A similar story could be told about two avowed ex-hippie home brewers, who as soon as it was legal to do so, started selling kegs of their beer to local restaurants out of the back of their Datsun pickup. Kurt and Rob Widmer, and a host of other amateurs turned entrepreneurs, ignited a trend that is even today reshaping the brewing industry.

The conventional business wisdom of the 1960s or 1970s would never have forecast that Portland would become a hotbed for two industries that were either in steep decline (shoes) or increasingly monopolized by giant corporations (beer). But with local consumers who were willing to take a flier on something new — and whose tastes anticipated a much larger shift in global attitudes — athletic apparel and microbrewing both became signature industry clusters in metropolitan Portland.

True entrepreneurship is about deviant behavior: starting a business that makes a product that no one else has thought of or thinks there’s a market for. Entrepreneurs and open-minded, experimental customers go hand-in-hand.

Openness to change isn’t just about new products or services; it’s about community and government as well. Oregonians’ willingness to test novel or untried ideas of all kinds — urban growth boundaries, modern streetcars, vote-by-mail, death-with-dignity — is both representative of a widely held attitude towards change and a powerful advantage in a fast-moving world.

And in many cases, innovative public policies are essential to growing new industries. Microbrewers owe their early start, in part, to Oregon’s decision to be one of the first states to legalize craft brewing. Many Portland businesses are exporting the knowledge gained from the region’s pioneering work in urban planning, streetcars, green buildings and cycling.

Openness to new ideas also is critical to attracting and retaining mobile, talented young people — the college-educated 25- to 34-year-olds I call the “young and restless.” Our in-depth national study of migration trends showed that over the past decade, Portland has seen a 50 percent increase in this group, the fifth-fastest growth of any large metro area.

Portland’s special character, and the sense that one can live their values and make a mark, are key to this migration. As one interviewee put it: “This place communicates to newcomers that it ‘isn’t done yet’ and that there’s an opportunity for me to contribute to what it will become.”

To be sure, the Keep Portland Weird mantra has spawned detractors and wags: Keep Vancouver Normal. Keep Portland Sanctimonious. We shouldn’t do things just to be different, but we should never be dissuaded from trying something simply because it is different or would make us different from other places.

Decades ago, Gov. Tom McCall understood and gave voice to this sense of Oregon exceptionalism, when he famously said, “Come visit, but don’t stay.” Our pioneering spirit runs deep. Remember, the state’s motto is “She flies with her own wings,” which in today’s parlance would be translated as marching to the beat of a different drum.

Keeping Portland Weird ought to be the theme of our economic strategy. Especially today.

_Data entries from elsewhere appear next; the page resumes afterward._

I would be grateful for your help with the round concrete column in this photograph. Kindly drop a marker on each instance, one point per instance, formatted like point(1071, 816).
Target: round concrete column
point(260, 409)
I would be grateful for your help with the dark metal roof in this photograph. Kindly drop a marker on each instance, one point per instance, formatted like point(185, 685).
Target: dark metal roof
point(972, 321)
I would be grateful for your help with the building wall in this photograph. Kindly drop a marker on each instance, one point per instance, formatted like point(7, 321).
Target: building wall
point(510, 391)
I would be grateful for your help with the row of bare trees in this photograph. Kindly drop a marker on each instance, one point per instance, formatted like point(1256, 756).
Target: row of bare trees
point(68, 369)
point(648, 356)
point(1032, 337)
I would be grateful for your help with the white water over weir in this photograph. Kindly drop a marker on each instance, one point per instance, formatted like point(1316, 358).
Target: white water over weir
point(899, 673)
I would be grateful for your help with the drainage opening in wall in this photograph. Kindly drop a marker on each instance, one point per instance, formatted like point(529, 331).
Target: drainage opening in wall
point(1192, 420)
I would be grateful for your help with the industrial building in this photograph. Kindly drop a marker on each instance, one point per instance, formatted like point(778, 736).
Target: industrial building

As Hunter S. Thompson advised, when the going gets weird, the weird turn pro. We can be reasonably certain that the U.S. and world economies will need to change dramatically to meet the challenges we face in coping with climate change, providing health care and building livable communities. In the days ahead, being weird can be a competitive advantage.

Making weirdness your marketing slogan turns the usual logic of boosterism on its head. The conventional wisdom prescribes emphasizing a “good business climate” — usually consisting of the same things you find everywhere else, just cheaper. Traditional strategies chiefly involve clinging to the past or shamelessly clumsily copying what everyone else is doing.

If one buys into the view that the “world is flat” — the metaphorical reference to a level playing field in a global market — the temptation is to focus on making yourself “flatter.” In reality, the world though smaller and more tightly linked, isn’t flat. There are giant spikes of industry, creativity and inventiveness in particular places. So the key is to understand what your “spikes” are and capitalize on them. The alternative strategy — make Portland flatter — is a recipe for mediocrity and failure in a global knowledge-based economy where the ability to generate new ideas and turn them into businesses and better communities is the only source of sustainable competitive advantage.

No one can predict what will be the industries of the future. They have to be invented and created through trial and error — lots of trials, and almost as many errors. A place that is open to new ideas — especially weird ones — is by its nature better positioned to generate the kinds of trials that lead to these new industries.

How Should Portland Pay for Streets?

For the past several months, Portland’s City Council has been wrestling with various proposals to raise additional funds to pay for maintaining and improving city streets. After considering a range of ideas, including fees on households and businesses, a progressive income tax, and a kind of Rube Goldberg income tax pro-rated to average gasoline consumption, the council has apparently thrown up its hands on designing its own solution.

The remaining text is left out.